Erst lässt er dem Imperialisten freien Lauf und alsbald dem Rassisten und Antisemiten
„Bewegung“ ist das Schlüsselwort für den nie zu einer halbwegs konsistenten Ideologie, einem „Weltbild“ gelangten Mussolini. Sein Programm war die „Tat“, genauer gesagt die schiere Gewalt, mit der er lange Zeit eher spielte, als sie auszuüben. Schon der „Marsch auf Rom“ war eine bloße Inszenierung „und wurde ganz abgeblasen, als Mussolini im Nachtzug nach Rom saß und praktisch schon Regierungschef war“. Der formell machthabende König unterließ es, das Militär gegen die „Schwarzhemden“ einzusetzen und ermöglichte so den Sieg des künftigen Duce. „Die Gründe für diesen Rückzieher liegen bis heute im Dunkeln“, rätselt Woller. Hat man sein Buch als Ganzes im Blick, springt die Parallelität von ungeplanter Machtübergabe 1922 und plötzlicher Entmachtung 1943 ins Auge.

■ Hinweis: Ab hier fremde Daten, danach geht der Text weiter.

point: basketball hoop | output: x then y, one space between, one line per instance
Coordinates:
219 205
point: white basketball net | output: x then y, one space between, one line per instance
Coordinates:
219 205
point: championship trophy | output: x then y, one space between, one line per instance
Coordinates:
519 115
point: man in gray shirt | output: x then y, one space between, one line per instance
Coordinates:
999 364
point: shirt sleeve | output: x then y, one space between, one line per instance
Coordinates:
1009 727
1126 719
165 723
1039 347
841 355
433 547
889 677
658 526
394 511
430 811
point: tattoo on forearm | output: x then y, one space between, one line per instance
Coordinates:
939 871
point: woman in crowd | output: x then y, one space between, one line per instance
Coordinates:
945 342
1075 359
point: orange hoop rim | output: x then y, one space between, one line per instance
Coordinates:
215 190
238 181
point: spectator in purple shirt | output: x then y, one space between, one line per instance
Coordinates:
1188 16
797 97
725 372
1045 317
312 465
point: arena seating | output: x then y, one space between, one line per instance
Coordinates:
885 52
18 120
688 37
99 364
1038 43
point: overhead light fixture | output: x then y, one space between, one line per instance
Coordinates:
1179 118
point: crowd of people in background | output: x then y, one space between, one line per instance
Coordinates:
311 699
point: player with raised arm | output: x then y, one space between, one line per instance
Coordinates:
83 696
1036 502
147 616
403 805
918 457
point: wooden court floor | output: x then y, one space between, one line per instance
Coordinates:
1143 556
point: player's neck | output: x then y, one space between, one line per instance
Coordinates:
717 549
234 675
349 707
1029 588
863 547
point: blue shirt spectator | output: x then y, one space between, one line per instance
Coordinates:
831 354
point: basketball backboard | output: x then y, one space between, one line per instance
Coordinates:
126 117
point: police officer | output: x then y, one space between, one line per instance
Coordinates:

Dazwischen liegen zwei Jahrzehnte, in denen Mussolini erst dem Imperialisten freien Lauf lässt und alsbald dem Rassisten und Antisemiten. Die in Italien gern beschönigte Geschichte der Expansionsbemühungen des Regimes, in Nordafrika, Albanien, Abessinien und schließlich Griechenland, zeichnet Hans Woller in aller Deutlichkeit. „Permanente Radikalisierung und Entgrenzung der Kriegsgewalt waren denn auch die Hauptmerkmale der Kämpfe in Abessinien“, heißt es da: „Das Signal dazu gab Mussolini selbst.“ Unter der Bevölkerung gab es während des Feldzugs 150 000 Tote und unter der bis 1941 dauernden Besatzung weitere 180 000 bis 230 000 Opfer.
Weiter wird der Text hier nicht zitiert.